Drew, 15, is an Astros fan, so he's leaning toward the Derby, where he can cheer on Houston third baseman Alex Bregman. But the game has its allure, too.

"I'm super-excited, obviously," he said. "I've been looking forward to it for a long time."

Video: MLB grants childrens' wishes, sends them to ASG

Several baseball dignitaries were in attendance at Saturday's reception, including Vera Clemente, a goodwill ambassador for MLB who is the wife of the late Hall of Famer and humanitarian Roberto Clemente, and Sharon Robinson, MLB's educational programming consultant and daughter of the late Hall of Famer and civil rights pioneer Jackie Robinson.

The mission of Make-A-Wish is to grant the wishes of children with life-threatening medical conditions to enrich the human experience with hope, strength and joy. They're a longtime partner of MLB, and in the last year, they reached a milestone of granting 100 wishes involving the All-Star Game.

"I know first-hand how much fun you guys are going to have, and how much better it's going to be than you can even imagine right now," said Betsy Gorgei, program committee chair of Make-A-Wish Mid-Atlantic. She was speaking from experience -- 21 years ago, her son, Steven, diagnosed with Stage 4 cancer, met his sports hero, Dolphins quarterback Dan Marino.

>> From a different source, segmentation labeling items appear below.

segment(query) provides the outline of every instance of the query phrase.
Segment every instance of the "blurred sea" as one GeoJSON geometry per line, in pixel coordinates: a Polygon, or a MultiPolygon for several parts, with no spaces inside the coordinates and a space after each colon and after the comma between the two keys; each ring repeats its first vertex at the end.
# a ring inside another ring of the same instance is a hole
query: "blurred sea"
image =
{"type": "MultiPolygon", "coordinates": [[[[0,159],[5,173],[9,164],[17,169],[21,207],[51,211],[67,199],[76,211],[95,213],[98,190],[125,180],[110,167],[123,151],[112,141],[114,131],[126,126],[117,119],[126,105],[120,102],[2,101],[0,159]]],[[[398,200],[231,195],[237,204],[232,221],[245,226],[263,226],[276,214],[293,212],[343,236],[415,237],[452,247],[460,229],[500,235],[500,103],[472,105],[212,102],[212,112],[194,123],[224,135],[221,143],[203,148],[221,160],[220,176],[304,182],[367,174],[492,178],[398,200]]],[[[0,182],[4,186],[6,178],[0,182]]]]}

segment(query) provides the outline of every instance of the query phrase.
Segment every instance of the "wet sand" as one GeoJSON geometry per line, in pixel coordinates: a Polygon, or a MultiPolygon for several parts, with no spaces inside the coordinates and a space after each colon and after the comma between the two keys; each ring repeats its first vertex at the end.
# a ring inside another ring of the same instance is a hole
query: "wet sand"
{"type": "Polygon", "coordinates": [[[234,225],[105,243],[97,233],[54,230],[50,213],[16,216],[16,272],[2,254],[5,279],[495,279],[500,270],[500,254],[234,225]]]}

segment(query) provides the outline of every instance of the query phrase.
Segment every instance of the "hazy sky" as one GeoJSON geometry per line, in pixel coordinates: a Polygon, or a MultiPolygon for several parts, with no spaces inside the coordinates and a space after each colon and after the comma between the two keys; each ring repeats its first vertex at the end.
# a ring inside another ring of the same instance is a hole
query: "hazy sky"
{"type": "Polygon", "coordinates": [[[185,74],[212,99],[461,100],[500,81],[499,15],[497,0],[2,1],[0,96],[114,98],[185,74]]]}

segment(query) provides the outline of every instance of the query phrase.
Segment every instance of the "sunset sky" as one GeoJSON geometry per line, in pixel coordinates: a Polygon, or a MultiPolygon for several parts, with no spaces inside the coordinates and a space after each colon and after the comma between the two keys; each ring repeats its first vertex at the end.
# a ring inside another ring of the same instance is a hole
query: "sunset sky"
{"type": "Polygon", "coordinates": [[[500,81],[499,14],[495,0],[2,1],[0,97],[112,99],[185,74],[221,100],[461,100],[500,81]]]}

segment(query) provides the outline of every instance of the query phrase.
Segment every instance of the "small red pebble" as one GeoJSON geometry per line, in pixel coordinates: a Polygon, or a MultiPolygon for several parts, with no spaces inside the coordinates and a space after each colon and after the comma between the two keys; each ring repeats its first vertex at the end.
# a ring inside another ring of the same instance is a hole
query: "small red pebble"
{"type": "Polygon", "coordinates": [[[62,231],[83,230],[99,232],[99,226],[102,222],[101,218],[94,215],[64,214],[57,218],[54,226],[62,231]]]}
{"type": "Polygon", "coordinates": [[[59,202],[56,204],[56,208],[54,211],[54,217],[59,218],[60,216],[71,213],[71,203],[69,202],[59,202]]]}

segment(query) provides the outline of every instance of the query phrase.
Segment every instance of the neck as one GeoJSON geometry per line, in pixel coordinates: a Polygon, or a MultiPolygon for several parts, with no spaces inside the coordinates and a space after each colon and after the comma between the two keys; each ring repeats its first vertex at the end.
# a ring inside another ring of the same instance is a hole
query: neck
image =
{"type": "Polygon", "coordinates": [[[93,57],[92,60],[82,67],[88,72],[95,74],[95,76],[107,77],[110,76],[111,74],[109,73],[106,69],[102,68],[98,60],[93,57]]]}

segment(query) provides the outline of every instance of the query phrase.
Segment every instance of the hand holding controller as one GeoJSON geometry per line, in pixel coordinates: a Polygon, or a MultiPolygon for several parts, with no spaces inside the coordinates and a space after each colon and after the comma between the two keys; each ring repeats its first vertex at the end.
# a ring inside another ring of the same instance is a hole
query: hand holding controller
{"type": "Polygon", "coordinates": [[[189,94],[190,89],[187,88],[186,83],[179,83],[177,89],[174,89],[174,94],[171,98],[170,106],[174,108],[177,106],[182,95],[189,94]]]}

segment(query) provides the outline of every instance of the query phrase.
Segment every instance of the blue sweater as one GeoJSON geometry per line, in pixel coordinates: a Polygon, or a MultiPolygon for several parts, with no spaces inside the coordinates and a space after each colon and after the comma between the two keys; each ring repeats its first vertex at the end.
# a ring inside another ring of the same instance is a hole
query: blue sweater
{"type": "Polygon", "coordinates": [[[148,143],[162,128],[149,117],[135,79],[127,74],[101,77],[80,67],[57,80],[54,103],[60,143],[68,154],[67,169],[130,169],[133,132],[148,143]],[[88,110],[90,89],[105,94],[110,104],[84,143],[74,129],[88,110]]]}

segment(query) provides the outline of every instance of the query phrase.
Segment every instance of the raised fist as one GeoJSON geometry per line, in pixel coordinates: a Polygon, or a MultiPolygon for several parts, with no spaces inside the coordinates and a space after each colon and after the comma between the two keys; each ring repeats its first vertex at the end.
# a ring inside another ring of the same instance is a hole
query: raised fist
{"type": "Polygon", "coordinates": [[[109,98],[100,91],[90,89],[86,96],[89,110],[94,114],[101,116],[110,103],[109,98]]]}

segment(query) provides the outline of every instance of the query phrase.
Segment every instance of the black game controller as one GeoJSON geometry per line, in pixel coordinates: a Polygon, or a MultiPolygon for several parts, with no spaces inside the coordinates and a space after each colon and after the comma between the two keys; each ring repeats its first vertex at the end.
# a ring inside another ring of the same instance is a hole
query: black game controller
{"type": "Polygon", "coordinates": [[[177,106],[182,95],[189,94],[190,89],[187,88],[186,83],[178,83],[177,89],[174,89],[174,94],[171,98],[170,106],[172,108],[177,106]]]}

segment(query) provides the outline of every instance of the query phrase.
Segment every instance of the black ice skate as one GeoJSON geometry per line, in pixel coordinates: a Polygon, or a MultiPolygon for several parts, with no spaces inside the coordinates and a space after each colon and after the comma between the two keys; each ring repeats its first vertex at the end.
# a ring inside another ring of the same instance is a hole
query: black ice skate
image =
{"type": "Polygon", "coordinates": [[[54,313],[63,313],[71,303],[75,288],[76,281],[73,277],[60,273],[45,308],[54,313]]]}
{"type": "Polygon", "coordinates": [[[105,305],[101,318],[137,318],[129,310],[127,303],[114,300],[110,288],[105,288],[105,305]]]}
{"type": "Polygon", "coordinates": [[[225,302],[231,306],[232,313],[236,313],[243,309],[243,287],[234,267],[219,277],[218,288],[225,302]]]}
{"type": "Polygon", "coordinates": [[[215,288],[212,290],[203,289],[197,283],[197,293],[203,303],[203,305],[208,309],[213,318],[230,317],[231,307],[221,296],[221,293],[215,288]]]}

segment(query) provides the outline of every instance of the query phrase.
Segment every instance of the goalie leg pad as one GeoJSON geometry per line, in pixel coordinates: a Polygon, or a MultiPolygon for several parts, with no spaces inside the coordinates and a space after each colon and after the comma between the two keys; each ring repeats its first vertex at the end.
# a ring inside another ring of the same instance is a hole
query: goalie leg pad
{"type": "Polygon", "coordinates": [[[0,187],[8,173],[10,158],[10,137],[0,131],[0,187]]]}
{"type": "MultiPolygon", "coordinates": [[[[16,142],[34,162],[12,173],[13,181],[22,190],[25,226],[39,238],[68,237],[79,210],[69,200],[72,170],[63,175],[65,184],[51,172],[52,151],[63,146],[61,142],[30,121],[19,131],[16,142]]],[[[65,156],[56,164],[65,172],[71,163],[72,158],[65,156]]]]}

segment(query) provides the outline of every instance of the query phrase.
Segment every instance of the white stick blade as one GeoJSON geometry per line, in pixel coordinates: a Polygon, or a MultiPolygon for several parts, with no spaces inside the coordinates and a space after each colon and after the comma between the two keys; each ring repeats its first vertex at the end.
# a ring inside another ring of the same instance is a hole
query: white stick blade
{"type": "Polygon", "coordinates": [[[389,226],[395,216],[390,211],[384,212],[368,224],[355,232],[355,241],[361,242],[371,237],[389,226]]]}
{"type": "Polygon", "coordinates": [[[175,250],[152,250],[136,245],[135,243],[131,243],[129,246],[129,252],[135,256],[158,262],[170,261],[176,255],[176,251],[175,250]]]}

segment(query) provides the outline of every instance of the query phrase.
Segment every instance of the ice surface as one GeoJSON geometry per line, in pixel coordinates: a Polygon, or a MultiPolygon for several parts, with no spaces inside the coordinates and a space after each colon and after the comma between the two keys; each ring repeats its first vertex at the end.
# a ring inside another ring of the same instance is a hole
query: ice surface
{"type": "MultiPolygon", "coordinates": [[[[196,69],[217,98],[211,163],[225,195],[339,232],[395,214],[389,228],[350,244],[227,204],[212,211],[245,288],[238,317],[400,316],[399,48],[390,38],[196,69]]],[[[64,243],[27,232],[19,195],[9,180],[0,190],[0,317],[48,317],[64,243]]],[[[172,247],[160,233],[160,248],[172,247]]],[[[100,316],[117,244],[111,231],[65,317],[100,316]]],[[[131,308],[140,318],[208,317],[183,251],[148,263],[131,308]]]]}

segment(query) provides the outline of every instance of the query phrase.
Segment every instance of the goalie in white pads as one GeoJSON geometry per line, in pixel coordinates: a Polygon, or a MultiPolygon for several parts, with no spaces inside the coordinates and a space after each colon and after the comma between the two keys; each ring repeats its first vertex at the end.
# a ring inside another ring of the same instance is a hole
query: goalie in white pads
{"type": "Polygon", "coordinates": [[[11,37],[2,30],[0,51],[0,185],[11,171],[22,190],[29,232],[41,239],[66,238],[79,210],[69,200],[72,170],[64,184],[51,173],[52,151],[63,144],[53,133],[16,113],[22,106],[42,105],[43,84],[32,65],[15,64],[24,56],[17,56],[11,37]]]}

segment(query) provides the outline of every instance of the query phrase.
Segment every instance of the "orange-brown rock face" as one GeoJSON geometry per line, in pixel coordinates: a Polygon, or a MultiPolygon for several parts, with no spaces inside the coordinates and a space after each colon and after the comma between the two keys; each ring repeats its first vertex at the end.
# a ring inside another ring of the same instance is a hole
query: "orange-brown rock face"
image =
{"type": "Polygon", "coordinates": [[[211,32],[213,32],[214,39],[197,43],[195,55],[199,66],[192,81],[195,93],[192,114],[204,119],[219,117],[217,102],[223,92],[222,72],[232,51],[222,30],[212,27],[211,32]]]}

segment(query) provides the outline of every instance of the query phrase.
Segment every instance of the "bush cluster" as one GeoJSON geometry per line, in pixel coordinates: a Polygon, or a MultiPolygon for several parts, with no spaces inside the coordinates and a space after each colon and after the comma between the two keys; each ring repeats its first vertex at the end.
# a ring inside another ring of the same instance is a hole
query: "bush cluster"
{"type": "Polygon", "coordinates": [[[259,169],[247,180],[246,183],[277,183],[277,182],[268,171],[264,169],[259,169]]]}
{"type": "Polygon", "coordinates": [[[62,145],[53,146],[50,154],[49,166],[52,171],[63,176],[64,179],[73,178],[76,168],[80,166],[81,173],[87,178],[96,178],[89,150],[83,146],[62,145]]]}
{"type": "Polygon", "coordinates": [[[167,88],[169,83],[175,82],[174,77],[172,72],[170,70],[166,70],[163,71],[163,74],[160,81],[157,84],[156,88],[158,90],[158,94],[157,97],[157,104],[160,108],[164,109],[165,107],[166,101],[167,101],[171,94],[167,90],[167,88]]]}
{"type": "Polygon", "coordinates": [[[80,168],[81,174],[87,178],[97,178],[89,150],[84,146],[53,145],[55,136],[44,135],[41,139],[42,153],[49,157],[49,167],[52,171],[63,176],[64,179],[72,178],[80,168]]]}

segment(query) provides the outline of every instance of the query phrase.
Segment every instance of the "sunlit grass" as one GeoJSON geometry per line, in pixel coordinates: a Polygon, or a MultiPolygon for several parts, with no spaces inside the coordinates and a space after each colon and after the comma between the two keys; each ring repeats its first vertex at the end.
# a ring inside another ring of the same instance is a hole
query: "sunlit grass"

At that moment, Gorgei pledged to ensure any eligible child would be able to receive his or her wish.

"But, to be quite honest, we couldn't do that without the support of our community and partners like [Major League Baseball]," she said. "Make-A-Wish brought light into our world. At the time Steven said to me, 'All I wanted to do was meet Dan Marino, and Make-A-Wish made it so much better.'"

Happily reporting that she recently attended Steven's wedding, Gorgei spoke directly to the kids.

"I could spend hours talking to you about how incredible it was," she said. "I just want you all to know I know first-hand the power of the wish, and I know how much fun you're going to have this weekend."